Using force against pro-Moscow protesters in Ukraine would be "extremely dangerous," Russia's foreign minister warned Monday.
"They are announcing an anti-terrorist operation," Sergey Lavrov told reporters, shortly before at least 100 pro-Russian separatists attacked the police headquarters in Ukraine's eastern city of Horlivka. "This hypocrisy is sweeping off scale. A decision to exercise force ... is extremely dangerous and those who encourage the current government in Kiev to do that will have to bear responsibility for it."
In all, separatists have seized government buildings and security facilities in 10 cities in the country's largely Russian-speaking east.
In the city of Slovyansk, where armed men have seized two government buildings, a state security officer was killed over the weekend.
Ukrainian leaders blame Russia, which annexed Ukraine's Crimea region after Moscow-backed President Viktor Yanukovich fled after months of pro-Western protests, for inspiring and organizing a rash of rebellions in Slovyansk and other Russian-speaking towns in eastern Ukraine.
The crisis in Ukraine has brought relations between Russia and the West to their worst since the end of the Cold War in 1991.
In an emergency session of the U.N. Security Council late Sunday, Russian Ambassador Vitaly Churkin denied claims that Moscow was behind the violence.

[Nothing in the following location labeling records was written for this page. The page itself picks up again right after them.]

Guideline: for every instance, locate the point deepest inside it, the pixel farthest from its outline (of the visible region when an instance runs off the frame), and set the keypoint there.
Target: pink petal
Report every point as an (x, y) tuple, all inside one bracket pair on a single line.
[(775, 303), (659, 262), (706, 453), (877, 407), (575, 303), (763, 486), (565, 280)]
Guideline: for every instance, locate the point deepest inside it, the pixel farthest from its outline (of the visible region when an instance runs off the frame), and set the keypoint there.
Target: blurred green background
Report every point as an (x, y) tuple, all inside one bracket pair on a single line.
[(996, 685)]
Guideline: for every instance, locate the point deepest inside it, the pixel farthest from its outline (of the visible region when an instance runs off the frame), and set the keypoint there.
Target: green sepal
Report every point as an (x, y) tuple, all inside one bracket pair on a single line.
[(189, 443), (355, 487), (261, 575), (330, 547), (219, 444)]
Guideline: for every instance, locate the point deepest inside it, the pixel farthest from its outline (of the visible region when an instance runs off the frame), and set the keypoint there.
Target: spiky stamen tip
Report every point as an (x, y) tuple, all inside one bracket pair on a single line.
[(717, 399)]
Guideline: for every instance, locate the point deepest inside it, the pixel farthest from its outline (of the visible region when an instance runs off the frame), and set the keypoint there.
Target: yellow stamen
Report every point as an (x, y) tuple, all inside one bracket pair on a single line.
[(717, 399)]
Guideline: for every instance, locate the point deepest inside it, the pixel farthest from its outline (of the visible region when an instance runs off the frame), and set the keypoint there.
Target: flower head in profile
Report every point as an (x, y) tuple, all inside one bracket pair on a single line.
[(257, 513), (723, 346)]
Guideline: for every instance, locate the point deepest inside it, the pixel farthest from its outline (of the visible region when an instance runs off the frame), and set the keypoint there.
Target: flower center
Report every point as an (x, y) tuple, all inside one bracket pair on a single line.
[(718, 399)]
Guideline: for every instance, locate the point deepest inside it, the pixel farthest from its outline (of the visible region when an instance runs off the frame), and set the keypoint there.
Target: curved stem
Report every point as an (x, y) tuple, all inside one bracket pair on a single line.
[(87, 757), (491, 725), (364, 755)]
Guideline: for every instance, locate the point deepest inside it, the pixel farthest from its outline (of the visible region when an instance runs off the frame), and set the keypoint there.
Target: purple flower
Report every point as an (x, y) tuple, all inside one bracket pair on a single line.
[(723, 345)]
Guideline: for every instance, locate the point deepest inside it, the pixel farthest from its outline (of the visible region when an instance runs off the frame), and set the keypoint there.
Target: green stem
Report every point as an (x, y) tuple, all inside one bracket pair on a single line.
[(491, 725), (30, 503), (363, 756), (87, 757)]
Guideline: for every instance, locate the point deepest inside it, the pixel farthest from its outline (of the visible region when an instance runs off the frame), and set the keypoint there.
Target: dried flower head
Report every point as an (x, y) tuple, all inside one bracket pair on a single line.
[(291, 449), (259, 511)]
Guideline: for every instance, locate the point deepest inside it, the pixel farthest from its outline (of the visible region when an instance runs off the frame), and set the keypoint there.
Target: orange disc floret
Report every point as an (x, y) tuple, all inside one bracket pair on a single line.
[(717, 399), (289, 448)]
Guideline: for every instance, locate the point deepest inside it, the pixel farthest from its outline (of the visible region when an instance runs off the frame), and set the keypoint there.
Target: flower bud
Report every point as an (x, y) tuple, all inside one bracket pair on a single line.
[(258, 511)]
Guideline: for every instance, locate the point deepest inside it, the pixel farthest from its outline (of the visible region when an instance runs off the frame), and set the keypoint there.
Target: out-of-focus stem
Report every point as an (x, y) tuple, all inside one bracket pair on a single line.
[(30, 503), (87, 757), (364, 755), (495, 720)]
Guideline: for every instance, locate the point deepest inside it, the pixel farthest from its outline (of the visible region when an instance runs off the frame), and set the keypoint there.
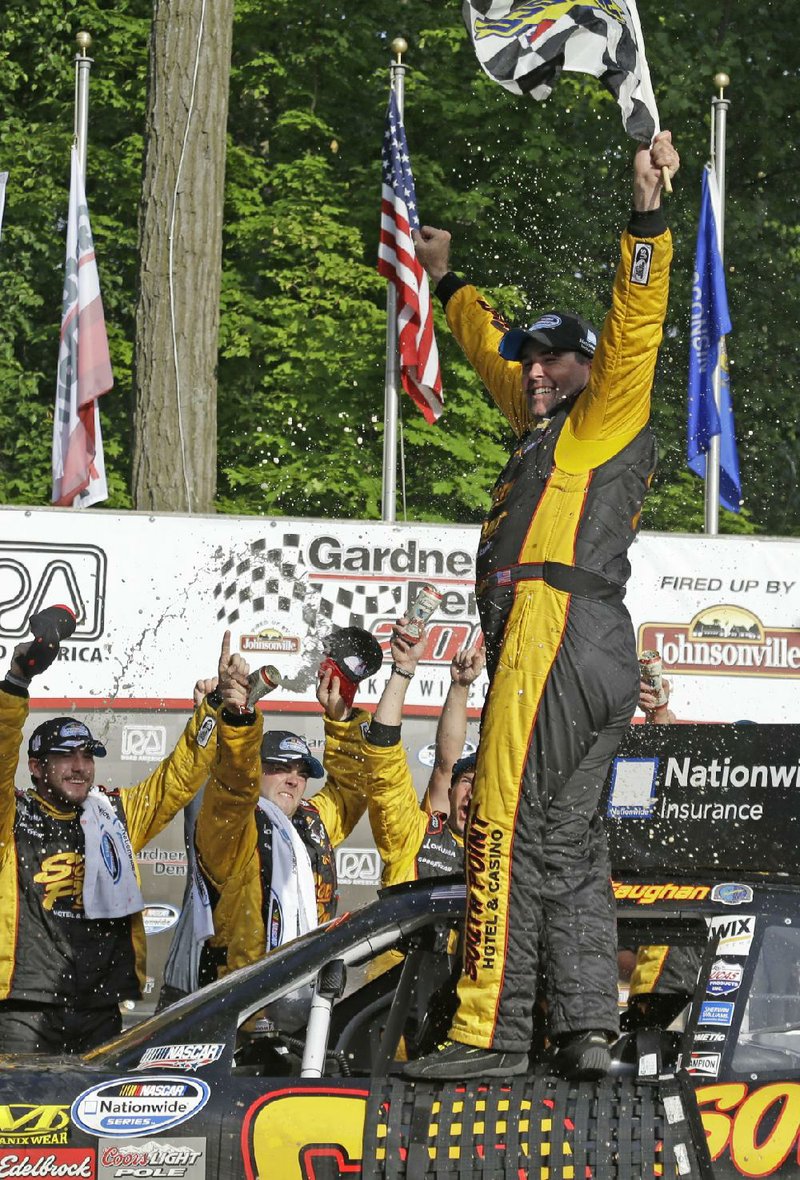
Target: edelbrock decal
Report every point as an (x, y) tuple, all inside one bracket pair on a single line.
[(138, 1106)]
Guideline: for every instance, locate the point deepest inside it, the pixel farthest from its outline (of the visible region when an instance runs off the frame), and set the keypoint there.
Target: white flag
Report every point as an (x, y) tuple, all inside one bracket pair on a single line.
[(84, 367)]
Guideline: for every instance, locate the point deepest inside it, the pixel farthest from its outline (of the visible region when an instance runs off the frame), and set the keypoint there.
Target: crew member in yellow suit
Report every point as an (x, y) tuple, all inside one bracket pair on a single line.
[(561, 654)]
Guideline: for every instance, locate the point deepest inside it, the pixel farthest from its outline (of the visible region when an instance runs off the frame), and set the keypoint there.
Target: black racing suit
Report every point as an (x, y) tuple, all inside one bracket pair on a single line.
[(562, 662)]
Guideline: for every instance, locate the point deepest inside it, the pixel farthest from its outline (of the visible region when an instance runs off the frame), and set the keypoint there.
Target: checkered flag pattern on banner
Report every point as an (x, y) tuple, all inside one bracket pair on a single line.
[(269, 579), (524, 45), (274, 582)]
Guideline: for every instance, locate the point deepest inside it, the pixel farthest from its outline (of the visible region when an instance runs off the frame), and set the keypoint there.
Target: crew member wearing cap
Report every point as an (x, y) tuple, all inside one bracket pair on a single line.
[(561, 654), (266, 853), (413, 841), (72, 941)]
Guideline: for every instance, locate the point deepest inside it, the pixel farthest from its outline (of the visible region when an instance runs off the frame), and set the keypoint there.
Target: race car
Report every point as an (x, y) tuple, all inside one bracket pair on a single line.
[(290, 1068), (293, 1067)]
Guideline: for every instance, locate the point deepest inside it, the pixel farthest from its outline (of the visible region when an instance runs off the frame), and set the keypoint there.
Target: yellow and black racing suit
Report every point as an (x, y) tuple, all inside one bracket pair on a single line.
[(562, 659), (51, 954), (234, 838), (413, 843)]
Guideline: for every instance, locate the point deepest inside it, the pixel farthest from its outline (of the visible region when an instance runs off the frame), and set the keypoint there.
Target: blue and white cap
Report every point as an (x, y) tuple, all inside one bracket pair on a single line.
[(281, 746), (61, 735), (559, 330)]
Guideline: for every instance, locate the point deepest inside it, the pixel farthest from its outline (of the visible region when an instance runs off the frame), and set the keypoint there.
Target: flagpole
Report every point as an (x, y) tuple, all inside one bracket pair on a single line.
[(392, 379), (719, 126), (83, 69)]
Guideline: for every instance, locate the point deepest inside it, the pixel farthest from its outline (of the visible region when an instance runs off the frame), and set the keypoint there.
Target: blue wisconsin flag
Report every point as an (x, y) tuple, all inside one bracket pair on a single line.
[(710, 322)]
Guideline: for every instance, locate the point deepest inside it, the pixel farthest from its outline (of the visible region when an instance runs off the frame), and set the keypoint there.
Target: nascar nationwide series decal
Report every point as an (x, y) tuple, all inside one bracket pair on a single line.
[(138, 1106), (47, 1162), (21, 1122)]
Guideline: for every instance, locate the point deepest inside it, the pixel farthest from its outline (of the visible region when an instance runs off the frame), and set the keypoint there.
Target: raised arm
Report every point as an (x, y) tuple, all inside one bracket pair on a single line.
[(476, 325), (466, 666), (13, 714), (150, 805), (616, 404), (342, 801), (225, 834)]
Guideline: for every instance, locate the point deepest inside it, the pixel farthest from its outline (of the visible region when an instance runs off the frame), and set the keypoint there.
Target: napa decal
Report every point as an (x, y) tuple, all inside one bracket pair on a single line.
[(287, 1134), (756, 1129), (138, 1106), (159, 916), (533, 17), (25, 1122)]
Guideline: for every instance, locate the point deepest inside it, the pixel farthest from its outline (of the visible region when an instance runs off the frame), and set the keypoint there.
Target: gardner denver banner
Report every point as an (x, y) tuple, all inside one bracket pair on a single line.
[(723, 799), (153, 595)]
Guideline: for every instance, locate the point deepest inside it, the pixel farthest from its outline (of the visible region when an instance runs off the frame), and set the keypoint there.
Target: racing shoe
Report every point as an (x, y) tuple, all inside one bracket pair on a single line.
[(582, 1056), (453, 1061)]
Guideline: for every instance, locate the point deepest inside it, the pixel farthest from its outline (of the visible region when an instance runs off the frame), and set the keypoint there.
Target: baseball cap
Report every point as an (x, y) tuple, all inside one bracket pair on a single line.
[(559, 330), (281, 746), (61, 735), (461, 767)]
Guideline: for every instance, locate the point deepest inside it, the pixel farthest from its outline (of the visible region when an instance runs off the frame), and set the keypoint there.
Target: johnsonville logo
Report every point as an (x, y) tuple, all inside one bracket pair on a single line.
[(725, 641), (270, 641)]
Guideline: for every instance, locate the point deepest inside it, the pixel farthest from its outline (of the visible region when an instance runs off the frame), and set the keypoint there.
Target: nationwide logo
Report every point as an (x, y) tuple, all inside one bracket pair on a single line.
[(725, 641), (47, 1164), (24, 1122), (138, 1106)]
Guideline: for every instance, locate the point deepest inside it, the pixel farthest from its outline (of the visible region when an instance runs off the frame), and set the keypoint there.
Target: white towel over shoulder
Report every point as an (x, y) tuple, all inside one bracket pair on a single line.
[(111, 884)]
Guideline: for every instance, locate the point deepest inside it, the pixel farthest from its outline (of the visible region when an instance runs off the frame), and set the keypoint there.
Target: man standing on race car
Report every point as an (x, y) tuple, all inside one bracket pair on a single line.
[(561, 653), (72, 942), (266, 853)]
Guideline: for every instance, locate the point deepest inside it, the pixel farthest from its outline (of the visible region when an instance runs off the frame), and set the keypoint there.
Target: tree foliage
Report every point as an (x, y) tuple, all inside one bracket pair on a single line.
[(535, 195)]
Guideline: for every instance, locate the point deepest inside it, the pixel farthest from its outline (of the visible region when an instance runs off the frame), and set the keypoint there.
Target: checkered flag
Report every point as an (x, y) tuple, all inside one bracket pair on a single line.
[(354, 605), (269, 579), (524, 45)]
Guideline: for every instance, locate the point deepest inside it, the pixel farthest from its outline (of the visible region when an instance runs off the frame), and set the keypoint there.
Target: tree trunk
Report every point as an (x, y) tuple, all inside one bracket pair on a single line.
[(177, 319)]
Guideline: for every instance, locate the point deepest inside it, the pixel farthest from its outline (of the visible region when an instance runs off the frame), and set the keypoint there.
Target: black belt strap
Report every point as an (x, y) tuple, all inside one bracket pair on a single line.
[(561, 577)]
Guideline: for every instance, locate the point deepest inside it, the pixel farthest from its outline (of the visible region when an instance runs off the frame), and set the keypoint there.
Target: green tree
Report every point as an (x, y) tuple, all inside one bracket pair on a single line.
[(535, 195)]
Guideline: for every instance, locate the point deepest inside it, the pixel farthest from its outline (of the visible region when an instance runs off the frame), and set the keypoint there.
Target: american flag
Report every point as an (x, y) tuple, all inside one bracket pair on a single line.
[(397, 261)]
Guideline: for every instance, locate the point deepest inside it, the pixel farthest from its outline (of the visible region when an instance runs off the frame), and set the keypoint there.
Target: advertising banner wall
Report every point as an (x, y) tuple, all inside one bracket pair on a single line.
[(153, 595)]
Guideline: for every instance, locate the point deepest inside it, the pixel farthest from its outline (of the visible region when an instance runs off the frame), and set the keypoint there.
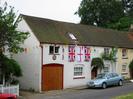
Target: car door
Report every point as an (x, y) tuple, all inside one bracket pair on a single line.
[(115, 78), (110, 79)]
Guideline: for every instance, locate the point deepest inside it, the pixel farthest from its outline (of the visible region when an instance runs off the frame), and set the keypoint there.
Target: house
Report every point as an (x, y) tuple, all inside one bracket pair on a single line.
[(57, 55)]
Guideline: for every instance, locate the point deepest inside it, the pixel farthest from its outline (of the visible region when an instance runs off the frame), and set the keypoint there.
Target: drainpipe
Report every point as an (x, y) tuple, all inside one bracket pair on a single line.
[(41, 63)]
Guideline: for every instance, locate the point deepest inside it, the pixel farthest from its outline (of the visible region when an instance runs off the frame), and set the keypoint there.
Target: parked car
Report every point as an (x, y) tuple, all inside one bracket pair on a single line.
[(106, 79), (7, 96)]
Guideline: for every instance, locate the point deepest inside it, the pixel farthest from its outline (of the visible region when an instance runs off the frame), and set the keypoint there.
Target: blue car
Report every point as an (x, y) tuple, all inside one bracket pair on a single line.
[(106, 79)]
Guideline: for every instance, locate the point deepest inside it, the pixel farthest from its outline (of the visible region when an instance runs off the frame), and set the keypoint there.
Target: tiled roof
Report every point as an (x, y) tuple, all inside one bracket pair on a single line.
[(50, 31)]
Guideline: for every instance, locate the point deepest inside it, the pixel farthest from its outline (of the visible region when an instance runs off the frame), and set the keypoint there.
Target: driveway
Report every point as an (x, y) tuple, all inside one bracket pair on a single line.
[(82, 93)]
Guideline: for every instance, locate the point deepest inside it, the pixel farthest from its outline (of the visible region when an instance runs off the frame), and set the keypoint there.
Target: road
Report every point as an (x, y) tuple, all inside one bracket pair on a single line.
[(84, 93)]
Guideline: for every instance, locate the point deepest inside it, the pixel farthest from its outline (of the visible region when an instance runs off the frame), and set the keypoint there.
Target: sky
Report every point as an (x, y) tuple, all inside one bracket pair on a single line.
[(61, 10)]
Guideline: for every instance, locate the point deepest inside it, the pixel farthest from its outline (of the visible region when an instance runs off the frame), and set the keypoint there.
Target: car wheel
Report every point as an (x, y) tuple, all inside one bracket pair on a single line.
[(104, 85), (120, 83)]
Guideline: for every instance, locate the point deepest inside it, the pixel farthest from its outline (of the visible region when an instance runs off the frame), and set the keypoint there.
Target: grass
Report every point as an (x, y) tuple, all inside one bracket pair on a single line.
[(128, 96)]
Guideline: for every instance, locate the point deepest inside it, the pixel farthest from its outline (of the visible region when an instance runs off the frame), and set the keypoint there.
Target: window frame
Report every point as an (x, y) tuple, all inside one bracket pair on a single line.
[(54, 50), (124, 53), (124, 70)]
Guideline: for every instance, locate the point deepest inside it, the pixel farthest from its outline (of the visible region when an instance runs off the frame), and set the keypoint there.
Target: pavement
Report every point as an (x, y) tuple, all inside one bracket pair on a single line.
[(54, 93)]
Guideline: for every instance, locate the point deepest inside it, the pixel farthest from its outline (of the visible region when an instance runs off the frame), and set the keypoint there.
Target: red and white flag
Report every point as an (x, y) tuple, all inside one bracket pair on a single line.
[(71, 53), (87, 53), (80, 53)]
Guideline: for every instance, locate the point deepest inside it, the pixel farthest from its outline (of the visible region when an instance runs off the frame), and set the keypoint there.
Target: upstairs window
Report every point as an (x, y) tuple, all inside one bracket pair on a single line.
[(79, 71), (72, 36), (106, 51), (124, 68), (53, 49), (124, 53)]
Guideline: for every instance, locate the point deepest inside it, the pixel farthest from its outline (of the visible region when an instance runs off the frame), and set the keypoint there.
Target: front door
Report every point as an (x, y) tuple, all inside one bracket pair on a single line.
[(93, 73), (52, 77)]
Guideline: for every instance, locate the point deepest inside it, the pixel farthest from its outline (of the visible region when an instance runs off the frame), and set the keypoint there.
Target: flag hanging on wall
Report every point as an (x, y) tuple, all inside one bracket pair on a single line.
[(87, 53), (80, 53), (71, 53)]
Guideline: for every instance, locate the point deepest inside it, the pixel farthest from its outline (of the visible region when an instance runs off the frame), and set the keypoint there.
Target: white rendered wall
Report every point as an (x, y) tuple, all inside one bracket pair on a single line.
[(69, 80), (30, 61)]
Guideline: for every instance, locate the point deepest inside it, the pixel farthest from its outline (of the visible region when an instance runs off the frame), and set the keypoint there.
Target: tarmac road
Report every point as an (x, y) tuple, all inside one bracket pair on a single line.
[(82, 93)]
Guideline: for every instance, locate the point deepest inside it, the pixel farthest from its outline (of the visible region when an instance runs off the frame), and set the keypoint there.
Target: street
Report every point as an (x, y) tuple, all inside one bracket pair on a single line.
[(84, 93)]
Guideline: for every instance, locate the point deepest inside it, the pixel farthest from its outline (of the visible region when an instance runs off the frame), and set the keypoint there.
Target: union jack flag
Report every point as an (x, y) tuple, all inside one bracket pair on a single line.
[(71, 55), (87, 53)]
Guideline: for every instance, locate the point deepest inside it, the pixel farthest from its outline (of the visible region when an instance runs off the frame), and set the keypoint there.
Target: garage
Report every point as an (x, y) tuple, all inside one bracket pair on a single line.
[(52, 77)]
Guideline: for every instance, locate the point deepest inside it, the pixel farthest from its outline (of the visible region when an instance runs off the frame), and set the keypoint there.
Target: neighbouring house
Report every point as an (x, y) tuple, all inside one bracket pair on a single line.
[(57, 55)]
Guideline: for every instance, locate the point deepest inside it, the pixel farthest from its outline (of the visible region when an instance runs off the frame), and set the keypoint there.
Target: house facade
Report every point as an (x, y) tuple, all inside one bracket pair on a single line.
[(58, 55)]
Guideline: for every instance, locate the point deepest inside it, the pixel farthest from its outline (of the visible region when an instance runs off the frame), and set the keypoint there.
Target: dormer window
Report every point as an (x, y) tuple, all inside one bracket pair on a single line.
[(72, 36), (53, 49)]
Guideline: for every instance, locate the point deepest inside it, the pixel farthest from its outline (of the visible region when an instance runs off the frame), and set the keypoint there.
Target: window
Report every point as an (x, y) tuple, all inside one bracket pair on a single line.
[(53, 49), (79, 70), (106, 51), (72, 36), (124, 53), (124, 66)]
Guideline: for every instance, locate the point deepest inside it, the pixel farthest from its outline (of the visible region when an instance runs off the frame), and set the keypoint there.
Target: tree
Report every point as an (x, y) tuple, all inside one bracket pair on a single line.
[(105, 12), (9, 68), (10, 40)]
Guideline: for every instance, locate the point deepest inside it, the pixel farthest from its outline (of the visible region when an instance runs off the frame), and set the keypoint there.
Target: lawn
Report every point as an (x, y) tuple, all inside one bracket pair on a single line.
[(128, 96)]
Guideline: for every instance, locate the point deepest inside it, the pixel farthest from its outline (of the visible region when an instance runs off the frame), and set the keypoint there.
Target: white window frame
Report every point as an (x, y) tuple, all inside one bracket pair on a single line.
[(54, 49), (79, 68), (124, 68)]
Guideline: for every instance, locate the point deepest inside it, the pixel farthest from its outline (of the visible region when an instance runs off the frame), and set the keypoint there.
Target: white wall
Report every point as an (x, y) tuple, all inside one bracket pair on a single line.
[(69, 80), (30, 60)]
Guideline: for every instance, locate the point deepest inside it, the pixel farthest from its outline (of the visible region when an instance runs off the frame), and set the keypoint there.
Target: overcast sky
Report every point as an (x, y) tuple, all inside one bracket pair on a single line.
[(62, 10)]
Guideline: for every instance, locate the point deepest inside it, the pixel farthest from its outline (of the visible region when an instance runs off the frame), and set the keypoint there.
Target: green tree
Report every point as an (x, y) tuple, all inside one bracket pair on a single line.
[(10, 40), (105, 12)]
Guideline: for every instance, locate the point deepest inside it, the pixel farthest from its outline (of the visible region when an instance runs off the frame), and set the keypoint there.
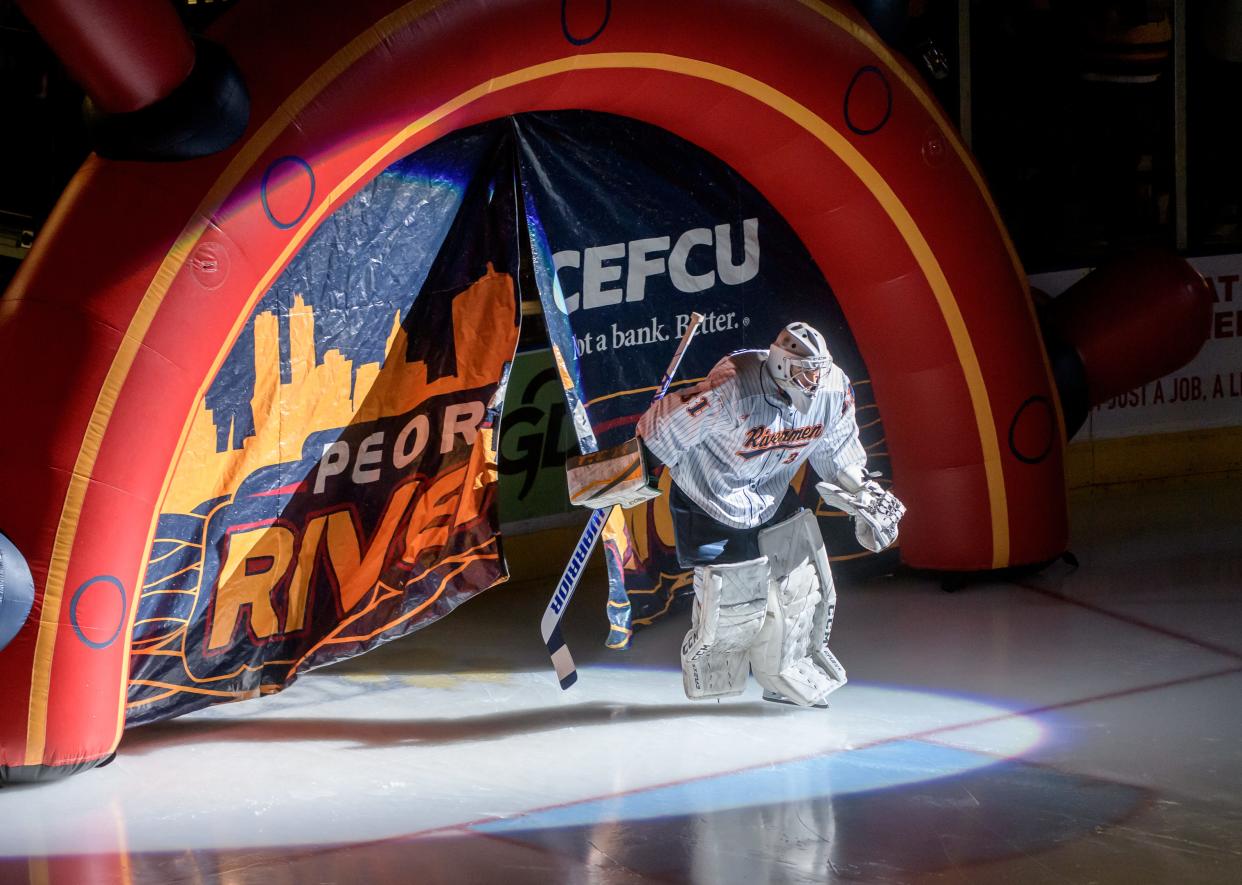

"It is the West that will determine the opportunity to avoid civil war in Ukraine. Some people, including in this chamber, do not want to see the real reasons for what is happening in Ukraine and are constantly seeing the hand of Moscow in what is going on," Churkin said.
In response, U.S. Ambassador Samantha Power said, "These are not protests, these are professional military operations."
Reuters and The Associated Press contributed to this report.